Creazione di un modulo Dolibarr personalizzato: tutorial passo passo
Vuoi estendere Dolibarr senza modificare il codice sorgente del software? Segui questo tutorial completo per creare il tuo modulo, dall'attivazione del Module Builder al salvataggio del primo oggetto aziendale nel database.
Sviluppo · Dolibarr · PHP • Livello intermedio
Riepilogo
1. Perché creare un modulo Dolibarr personalizzato?
2. Prerequisiti prima di iniziare
3. Comprendere l'architettura di un modulo
4. Passaggio 1: Attivare il Generatore di moduli
5. Fase 2: Generare lo scheletro del modulo
6. Passaggio 3: Personalizza il descrittore
7. Fase 4: Definire le autorizzazioni
8. Passaggio 5: Aggiungere una voce di menu
9. Passaggio 6: Creare un oggetto aziendale e la relativa tabella
10. Passaggio 7: Gestire le traduzioni
11. Fase 8: Attivare e testare il modulo
12. Andando oltre: hook, trigger e API
13. Buone pratiche di sviluppo
14. Eseguire il debug e risolvere i problemi comuni
Il successo di Dolibarr è in gran parte dovuto alla sua architettura modulare. Anziché imporre un blocco monolitico, offre decine di moduli che possono essere attivati o disattivati a seconda delle necessità. E soprattutto, permette agli sviluppatori di crearne di propri. Questa è la chiave per adattare l'ERP a esigenze aziendali molto specifiche senza mai modificare il codice sorgente originale, garantendo aggiornamenti senza interruzioni.
In questo tutorial passo passo, imparerai come creare un modulo Dolibarr personalizzato da zero. Useremo il Module Builder , lo strumento di generazione del codice integrato in Dolibarr, che automatizza gran parte del lavoro più noioso. Al termine, avrai un modulo completamente funzionante con il suo menu, i permessi, un oggetto business collegato a una tabella del database e le traduzioni.

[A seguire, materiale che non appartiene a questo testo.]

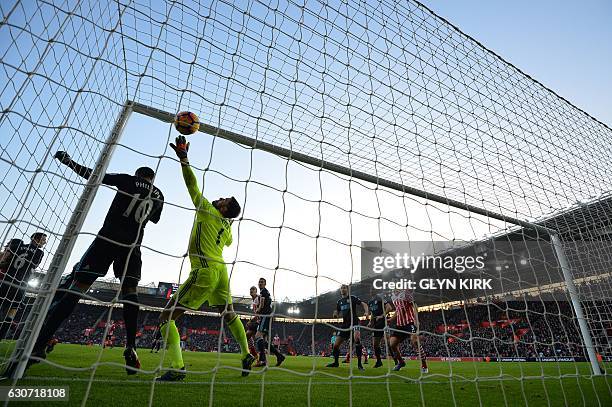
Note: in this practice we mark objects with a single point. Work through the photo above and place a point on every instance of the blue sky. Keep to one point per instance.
(272, 91)
(566, 45)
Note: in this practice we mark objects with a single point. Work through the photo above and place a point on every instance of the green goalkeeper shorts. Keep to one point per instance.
(209, 284)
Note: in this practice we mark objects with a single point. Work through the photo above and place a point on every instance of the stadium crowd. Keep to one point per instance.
(508, 329)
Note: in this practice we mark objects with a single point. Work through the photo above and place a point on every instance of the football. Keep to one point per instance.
(186, 123)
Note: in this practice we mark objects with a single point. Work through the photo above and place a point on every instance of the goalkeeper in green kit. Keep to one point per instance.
(208, 280)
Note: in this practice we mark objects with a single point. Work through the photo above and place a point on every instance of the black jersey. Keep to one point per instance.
(24, 259)
(137, 201)
(376, 306)
(347, 307)
(266, 300)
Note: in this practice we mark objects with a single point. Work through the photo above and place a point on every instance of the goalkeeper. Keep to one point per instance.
(208, 280)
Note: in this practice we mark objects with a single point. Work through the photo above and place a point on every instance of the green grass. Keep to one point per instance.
(498, 384)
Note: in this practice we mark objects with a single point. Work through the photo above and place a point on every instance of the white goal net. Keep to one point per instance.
(346, 130)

Questa guida è pensata per sviluppatori con una conoscenza di base di PHP. Non è necessario essere esperti: spiegheremo ogni concetto passo dopo passo. Apri il tuo editor di codice preferito, avvia l'ambiente di sviluppo Dolibarr e iniziamo.
Perché creare un modulo Dolibarr personalizzato?
Prima di scrivere una sola riga di codice, è utile capire cosa permette effettivamente di fare un modulo. Un modulo Dolibarr non è un semplice script: è un'estensione a tutti gli effetti, in grado di integrarsi profondamente nell'applicazione.
In termini concreti, un modulo personalizzato può aggiungere nuove tabelle al database, creare le proprie schermate di input, inserire voci di menu, aggiungere schede ai record esistenti (fatture, prodotti, terze parti...), definire nuove autorizzazioni, eseguire codice automaticamente in risposta a eventi tramite trigger o persino integrarsi nel codice esistente tramite hook.
Il vantaggio principale si può riassumere in una frase: si estende Dolibarr senza toccare il codice sorgente . Le modifiche apportate risiedono in una directory separata e permangono anche dopo gli aggiornamenti di versione. Questa è la differenza fondamentale tra un modulo pulito e una modifica al codice sorgente, che andrebbe persa al primo aggiornamento.
Prerequisiti prima di iniziare
Un ambiente ben preparato vi risparmierà molta frustrazione. Ecco cosa vi serve.
Conoscenze di base
È fondamentale una solida conoscenza di PHP, nonché di SQL per le tabelle dati e di HTML/CSS per le schermate. La conoscenza della programmazione orientata agli oggetti è un vantaggio, poiché gli oggetti di business di Dolibarr sono basati sulle classi.
L'ambiente di sviluppo
Installa un'istanza dedicata di Dolibarr per lo sviluppo, separata dall'ambiente di produzione. Utilizza un editor di codice intuitivo come Visual Studio Code o PhpStorm e assicurati che le estensioni PHP più comuni (pdo, gd, intl, ecc.) siano installate sul tuo server.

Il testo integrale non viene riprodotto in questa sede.